CD : J'en vois trois principalement. Les deux premiers sont intimement liés : l'importance de consolider financièrement l'exploitation et de se diversifier pour aller chercher d'autres sources de valeur ajoutée. Aujourd'hui, les agriculteurs ne peuvent plus être seulement des producteurs. Pas plus qu'ils ne peuvent faire abstraction des demandes sociétales, le troisième facteur déterminant selon moi actuellement pour les exploitants agricoles.
« Être persuadés qu'ils vont réussir »
TN : Quels conseils donneriez-vous à nos lecteurs jeunes agriculteurs ou qui ont un projet d'installation ?
CD : De ne surtout pas tomber dans le pessimisme ambiant. Les jeunes agriculteurs doivent être des gagneurs, être persuadés qu'ils vont réussir car beaucoup leur répètent le contraire ! Ils doivent également agir comme des chefs d'entreprise. C'est fini le temps où on était exploitant agricole de père en fils : il faut construire son propre projet, pas continuer celui de papa, ce qui ouvre le champ des possibles aux personnes non issus du milieu agricole et aux femmes également. En effet, le métier se féminise et attire de plus en plus de néo-ruraux. Et parce que les agriculteurs sont des chefs d'entreprise, leur formation doit être solide et aussi large que possible. De même, travailler ailleurs avant de s'installer, en France ou à l'étranger, ne peut qu'être bénéfique. Mieux vaut enfin savoir bien s'entourer, au niveau professionnel comme familial.
TN : Après ce "tour de France des jeunes talent de l'agriculture", allez-vous sillonner l'Europe pour voir si les préoccupations et difficultés des jeunes agriculteurs sont similaires partout ?

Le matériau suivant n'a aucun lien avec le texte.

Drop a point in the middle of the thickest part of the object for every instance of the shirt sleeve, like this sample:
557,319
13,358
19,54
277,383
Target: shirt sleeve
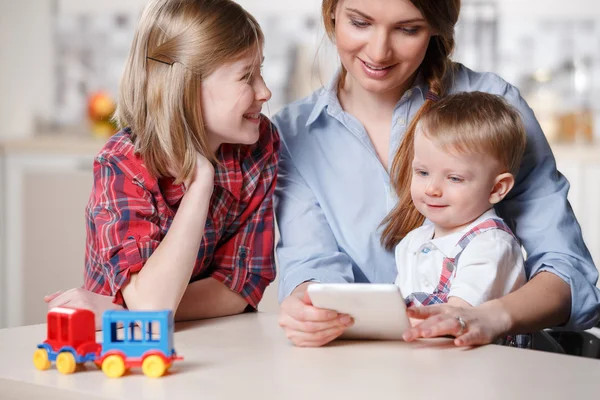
538,211
307,249
491,266
122,229
245,263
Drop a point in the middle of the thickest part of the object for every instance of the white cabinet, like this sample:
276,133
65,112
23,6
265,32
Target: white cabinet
44,196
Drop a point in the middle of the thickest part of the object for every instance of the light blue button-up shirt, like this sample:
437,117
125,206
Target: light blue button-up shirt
333,193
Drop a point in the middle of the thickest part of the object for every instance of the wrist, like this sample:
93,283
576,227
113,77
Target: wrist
301,288
202,185
500,312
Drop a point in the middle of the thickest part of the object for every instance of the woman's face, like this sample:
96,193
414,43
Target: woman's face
381,43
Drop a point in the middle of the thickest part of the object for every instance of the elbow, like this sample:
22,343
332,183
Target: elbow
136,299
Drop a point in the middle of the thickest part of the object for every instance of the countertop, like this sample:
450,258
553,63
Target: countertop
248,357
71,142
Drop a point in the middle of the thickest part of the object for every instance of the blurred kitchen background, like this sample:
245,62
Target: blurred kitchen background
60,64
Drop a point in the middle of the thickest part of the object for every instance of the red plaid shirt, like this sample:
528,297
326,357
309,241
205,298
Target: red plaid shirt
130,212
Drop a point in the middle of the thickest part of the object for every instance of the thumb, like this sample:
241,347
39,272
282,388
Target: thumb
306,298
48,298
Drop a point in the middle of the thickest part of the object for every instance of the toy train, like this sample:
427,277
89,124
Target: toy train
146,340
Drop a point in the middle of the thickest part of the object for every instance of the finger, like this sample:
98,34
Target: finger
303,339
424,312
300,311
445,326
61,300
425,326
49,297
473,338
306,298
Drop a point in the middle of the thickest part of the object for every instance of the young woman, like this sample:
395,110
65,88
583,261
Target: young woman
336,185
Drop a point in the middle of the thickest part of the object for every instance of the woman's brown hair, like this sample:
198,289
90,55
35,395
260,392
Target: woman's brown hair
177,44
436,68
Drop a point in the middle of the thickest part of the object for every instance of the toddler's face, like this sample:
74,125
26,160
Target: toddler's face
448,188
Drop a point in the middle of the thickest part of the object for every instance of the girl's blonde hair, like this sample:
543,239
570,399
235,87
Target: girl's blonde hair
176,45
477,122
436,68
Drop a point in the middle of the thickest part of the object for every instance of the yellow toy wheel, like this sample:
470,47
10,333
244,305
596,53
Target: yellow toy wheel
65,363
40,359
113,366
154,366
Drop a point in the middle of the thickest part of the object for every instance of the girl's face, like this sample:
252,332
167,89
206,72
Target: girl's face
232,99
381,43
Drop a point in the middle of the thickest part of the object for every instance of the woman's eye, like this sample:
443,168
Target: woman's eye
410,31
359,24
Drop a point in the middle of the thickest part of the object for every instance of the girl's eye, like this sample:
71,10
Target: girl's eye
359,24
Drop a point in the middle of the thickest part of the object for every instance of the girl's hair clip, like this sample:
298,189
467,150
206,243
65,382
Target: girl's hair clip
160,61
432,96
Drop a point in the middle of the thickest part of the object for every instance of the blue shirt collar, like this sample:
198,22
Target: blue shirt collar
328,97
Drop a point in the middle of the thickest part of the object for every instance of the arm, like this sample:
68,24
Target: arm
244,264
496,318
166,274
127,239
307,249
307,252
540,215
491,266
209,298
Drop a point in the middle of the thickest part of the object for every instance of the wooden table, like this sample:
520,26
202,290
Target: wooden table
248,357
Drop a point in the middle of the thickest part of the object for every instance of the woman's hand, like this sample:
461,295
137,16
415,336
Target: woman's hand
482,324
309,326
81,298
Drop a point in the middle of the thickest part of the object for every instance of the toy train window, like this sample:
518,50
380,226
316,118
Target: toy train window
153,331
116,335
136,331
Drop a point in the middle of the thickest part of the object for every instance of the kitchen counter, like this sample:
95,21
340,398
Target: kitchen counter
248,357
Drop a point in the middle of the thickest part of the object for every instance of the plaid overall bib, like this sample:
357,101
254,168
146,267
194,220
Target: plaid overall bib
440,294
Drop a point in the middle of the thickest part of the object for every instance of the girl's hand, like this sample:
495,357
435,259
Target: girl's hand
482,325
308,326
81,298
204,173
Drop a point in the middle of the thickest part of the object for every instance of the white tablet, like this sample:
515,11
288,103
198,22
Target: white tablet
378,310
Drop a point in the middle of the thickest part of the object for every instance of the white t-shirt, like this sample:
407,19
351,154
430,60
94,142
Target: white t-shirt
490,267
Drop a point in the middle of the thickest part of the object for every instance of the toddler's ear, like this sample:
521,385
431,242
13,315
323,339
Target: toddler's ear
502,185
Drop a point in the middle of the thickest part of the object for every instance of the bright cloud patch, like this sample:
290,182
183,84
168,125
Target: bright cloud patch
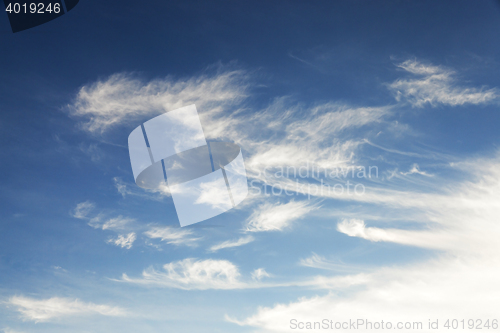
436,85
192,274
53,308
122,97
232,243
175,236
270,217
124,241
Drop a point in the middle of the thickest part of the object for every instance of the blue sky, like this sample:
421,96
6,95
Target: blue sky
407,88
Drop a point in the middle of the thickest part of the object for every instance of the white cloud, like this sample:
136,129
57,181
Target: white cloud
461,222
124,241
232,243
83,209
259,274
170,235
115,223
122,98
437,85
269,217
415,169
192,274
55,307
317,261
10,330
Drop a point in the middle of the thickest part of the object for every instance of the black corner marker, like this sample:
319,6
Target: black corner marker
28,14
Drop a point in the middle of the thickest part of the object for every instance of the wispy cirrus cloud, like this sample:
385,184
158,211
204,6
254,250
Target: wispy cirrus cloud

CD : Avant ce livre, j'en ai réalisé un autre, Le tour du monde des moissons, pour expliquer comment est pratiquée l'agriculture ailleurs sur la planète. On réalise alors que l'herbe est souvent plus verte en France. Or, avec la mondialisation, il est crucial de le rappeler. Il ne manquait plus qu'un troisième ouvrage, centré sur l'Europe et la politique agricole commune, pour constituer une sorte de triptyque. Pour l'instant, le travail est encore en cours mais j'ai déjà visité plusieurs pays, rencontré des jeunes agriculteurs et la plupart m'ont parlé de difficultés liées à la transmission, du foncier, du capital, du matériel, du savoir. J'ai découvert plusieurs dispositifs d'accompagnement intéressant, mis en place chez nos voisins, comme les prêts in fine, qui permettent de rembourser tous les intérêts en fin de carrière, ou le cautionnement par les industries de transformation. Partout enfin, les jeunes producteurs doivent être performants, innover et créer de la valeur ajoutée, leurs seules productions ne permettant pas de dégager un revenu suffisant. Et tous sont confrontés à l'agribashing. En Suède, au Danemark et en Irlande cependant, les exploitants agricoles sont parvenus à limiter ses effets en impliquant l'ensemble de la filière et les consommateurs.